Live export relief as new cattle density rules delayed

Cattle exporters have been granted an 11th-hour reprieve after being told yesterday tougher new rules that reduce stocking densities up to 15 per cent will not come into effect from today as originally planned.

The Department of Agriculture and Water Resources told cattle exporters yesterday the Australian Meat and Livestock Industry (Export of Livestock by Sea) Order 2019, had not been signed and so would not be in place as planned on June 1.

However, the department said it still planned to implement the proposed new requirements, a key recommendation of the Review of Australian Standards for the Export of Livestock completed this year, and would inform the industry of the new date shortly, providing 10 working days’ notice.

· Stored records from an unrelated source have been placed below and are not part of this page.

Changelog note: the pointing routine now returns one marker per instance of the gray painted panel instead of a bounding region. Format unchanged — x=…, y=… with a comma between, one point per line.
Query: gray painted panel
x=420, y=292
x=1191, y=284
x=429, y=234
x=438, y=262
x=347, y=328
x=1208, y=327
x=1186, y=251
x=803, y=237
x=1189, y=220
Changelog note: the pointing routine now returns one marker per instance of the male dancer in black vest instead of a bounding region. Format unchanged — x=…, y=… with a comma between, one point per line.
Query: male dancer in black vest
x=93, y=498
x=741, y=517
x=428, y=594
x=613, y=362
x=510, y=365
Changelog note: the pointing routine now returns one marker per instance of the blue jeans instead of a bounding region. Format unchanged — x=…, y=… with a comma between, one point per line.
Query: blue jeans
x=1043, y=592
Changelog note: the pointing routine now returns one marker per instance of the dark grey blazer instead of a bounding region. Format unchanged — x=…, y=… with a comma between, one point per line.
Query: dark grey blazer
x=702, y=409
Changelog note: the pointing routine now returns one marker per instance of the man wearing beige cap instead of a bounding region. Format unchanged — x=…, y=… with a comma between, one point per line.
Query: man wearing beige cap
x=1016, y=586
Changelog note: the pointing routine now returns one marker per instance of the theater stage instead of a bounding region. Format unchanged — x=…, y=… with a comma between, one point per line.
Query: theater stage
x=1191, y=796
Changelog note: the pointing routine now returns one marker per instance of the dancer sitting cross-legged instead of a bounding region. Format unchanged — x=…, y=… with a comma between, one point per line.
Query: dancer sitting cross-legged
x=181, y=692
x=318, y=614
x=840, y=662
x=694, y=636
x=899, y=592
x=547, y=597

Reduced stocking densities, based on a number of factors including the length of the voyage and weight of cattle, reduce profitability, with cattle producers wearing the brunt.

Kimberley Pilbara Cattlemen’s Association chief executive Emma White said more careful consideration of the implications were welcome, as the reduced stocking densities had the potential to cause a big financial impact on cattle producers.

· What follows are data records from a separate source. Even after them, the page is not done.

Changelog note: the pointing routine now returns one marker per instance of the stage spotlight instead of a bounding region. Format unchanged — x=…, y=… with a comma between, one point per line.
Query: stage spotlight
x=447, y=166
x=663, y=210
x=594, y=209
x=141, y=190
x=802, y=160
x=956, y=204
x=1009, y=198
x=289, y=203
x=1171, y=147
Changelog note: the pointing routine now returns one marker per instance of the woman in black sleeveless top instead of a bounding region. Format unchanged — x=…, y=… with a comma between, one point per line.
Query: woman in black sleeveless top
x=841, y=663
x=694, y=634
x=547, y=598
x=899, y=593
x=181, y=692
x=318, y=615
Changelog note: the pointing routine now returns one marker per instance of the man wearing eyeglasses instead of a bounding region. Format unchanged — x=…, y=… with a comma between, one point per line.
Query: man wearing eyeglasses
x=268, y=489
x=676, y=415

She cited an example from the Australian Live Exporters Council, which said a ship normally carrying 5000 lighter cattle to Indonesia may need carry as few as 4300 head, increasing freight costs by $20 an animal, which would be passed on to cattle producers.

WA Livestock Exporters Association chairman John Cunnington said it was sensible to delay the signing of the order, given the department hadn’t yet assessed the “alternate stocking density” applications.

Alternate stocking density applications relate to voyages of less than 10 days for exporters that have a proved strong animal welfare record, and mean the reduction in cattle carried, relative to space, is not as severe.

However, they must be applied for by exporters, and the department still hadn’t come to a conclusion or assessed any applications, he said.

“I expect the secretary of DAWR has been waiting to discuss this with the new agriculture minister as it is quite a major change for the industry,” Mr Cunnington said.

Though welcome, the move had caused disruption.

For example, Halleen Australasian Livestock Traders, where Mr Cunnington works, has two shipments departing within the week, and had planned for fewer cattle under lower densities.

“We are now trying to source extra cattle to fill remaining space aboard the vessel, and I’m sure other exporters would be looking at the same thing,” he said.